By Rhea Cartwright
alking to Marie Reynolds is akin to having a conversation with a physicist, a witch and your best friend all at once. An overflowing cup of knowledge delivered in her upbeat Southeast London accent, she has an intuitive response on how to treat the skin.
Now based in Norfolk, she still holds a regular London residency in Fortnum & Mason which sells out within mere minutes of new dates being released. If you aren't able to snag an appointment, her customisable skincare line is the next best thing and can be mixed and matched in endless combinations.
Having worked in the beauty industry for over thirty five years, it is impossible to not be left informed and in awe after talking with Marie. Here she talks to The Stack about why she has hundreds of photos of stranger's feet, the importance of a detailed consultation and how she rises above adversity.
I studied beauty therapy and of course you can calm and soothe the skin with topical ingredients but I always questioned why certain issues happened in the first place. My wellness training started with oriental diagnosis which is linked with traditional chinese medicine but I’ve trained in homeopathy, biochemic tissue salts, bioresonance and I attend annual congresses led by leading professors and neurologists on energy therapy.
I am obsessed with looking at different lines, moles and markers on the body because everything is linked. I used to stop people in the street to take pictures of their feet to show my students. It's about understanding the lines or the dots that join up the story of what you're seeing manifesting in the skin. The body interacts through cellular communications called implicit tissue memory and any experience that you have in life, your body remembers it.
I don't necessarily believe in skin types or skin conditions because it pigeonholes everyone. Take patients with rosacea for example, they can’t all be treated the same because it can be influenced by different parasitic influences and how different hormonal influences are metabolised by the liver.
We are not 2D beings, we are walking, talking, interactive symbiotic forms so there any many facets to our health and wellbeing. I don't make any wild claims, I just look at the energetic stresses and aim to bring balance and homeostasis to the person to help the body regain its energetic status quo to heal.
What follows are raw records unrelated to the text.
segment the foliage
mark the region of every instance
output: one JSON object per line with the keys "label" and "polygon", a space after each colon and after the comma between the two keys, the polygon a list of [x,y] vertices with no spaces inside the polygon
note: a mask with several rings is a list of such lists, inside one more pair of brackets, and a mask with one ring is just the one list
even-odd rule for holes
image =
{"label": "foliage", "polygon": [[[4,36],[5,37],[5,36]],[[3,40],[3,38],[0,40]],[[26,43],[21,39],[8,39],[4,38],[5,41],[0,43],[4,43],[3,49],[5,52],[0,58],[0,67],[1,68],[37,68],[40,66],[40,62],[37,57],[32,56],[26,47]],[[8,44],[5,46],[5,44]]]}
Your client will only tell you what they want you to know. I teach my therapists to look at how the client is sitting, how they're breathing, to look at the shape of their nostrils, to check their ears, notice what they’re doing with their mouth because it all means something. Therapists have to look at the bigger picture and not deal with clients as a one-stop shop.
I only do skin treatments at Fortnums but people visit me in Norfolk from all over the world for energy healing or colonics. I look at the energetic stresses that may be causing an imbalance physically because all physical manifestations start off with energetic imbalances. Beauty is more beautifying. It's pampering and having your nails or eyebrows done but what I do is skin health and wellness.
I try to make that sense feel real because energy healing isn’t hippy-dippy nonsense. With earthing [editors note: also known as grounding] people think its just hugging trees but they have to understand the science behind it. Five miles above the Earth is the ionosphere and we have a lightning strike or a storm, that lightning draws those ions down into those negative ions, whereas positive ions stay above the ionosphere. Negative ions have been proven to reduce blood pressure, increase antioxidants and also support the mycelium, which is the oldest living organism on Earth.
People understand earthing as the wire we put in our house that cuts out negative electrostatic energy, but they can't understand as humans, we are electrical beings. From our skin cells to our thought processes, every single thing in our body has an electrical signature. The Earth’s electrical signature is called the Schumann resonance and is used in rockets to normalise astronauts before they come back down to Earth.
Our bodies are excreting things all the time. As far as elimination, our poo is the single most important thing to understand. When we're talking about the gut skin axis and the gut brain access, you can’t blindly take some probiotics and think everything is going to be okay.
My products are potent but simple because everything we see externally is an internal response so skincare should be basic.
I never really wanted to get into skincare, because it's such a beautiful monster. There are so many things that you have to go through and then people have an insatiable appetite for new launches. You don't have to bring things out all the time! I’d love my brand to go into the US but I’m happy with where I am and with my therapies, I don't think I could physically or mentally do much more. My drive isn’t to get millions of followers or have celebrity endorsements, I’m happy with my brand and that Mrs Smith down the road loves my products and is getting good results.
I sat there, looked at my little girl, and thought: "What lessons am I giving her in life? That it's ok to let people take advantage of you and just go with the flow to get you to pay your mortgage."
I didn’t want that for my daughter. I wanted her to have to look at me and think that no matter what challenges you have in life, no matter how scared you are, you can do the right thing. I was done with her seeing me crying and being scared because even as a toddler I remember her coming to me with some tissues saying, "mummy please don't cry". You can’t overthink things emotionally, you have to think things through in a logical sense.
From PR, to photography and marketing, it was all me - I only got help eight months ago. I’m in my office early doors and often stay late at night doing treatments. My daughter has now graduated from uni and has a flat. Sometimes I get this gut-wrenching grief that I missed out on some of her childhood but she was my drive.
From starting her own business to constantly growing her knowledge, everything is a lesson for Marie Reynolds.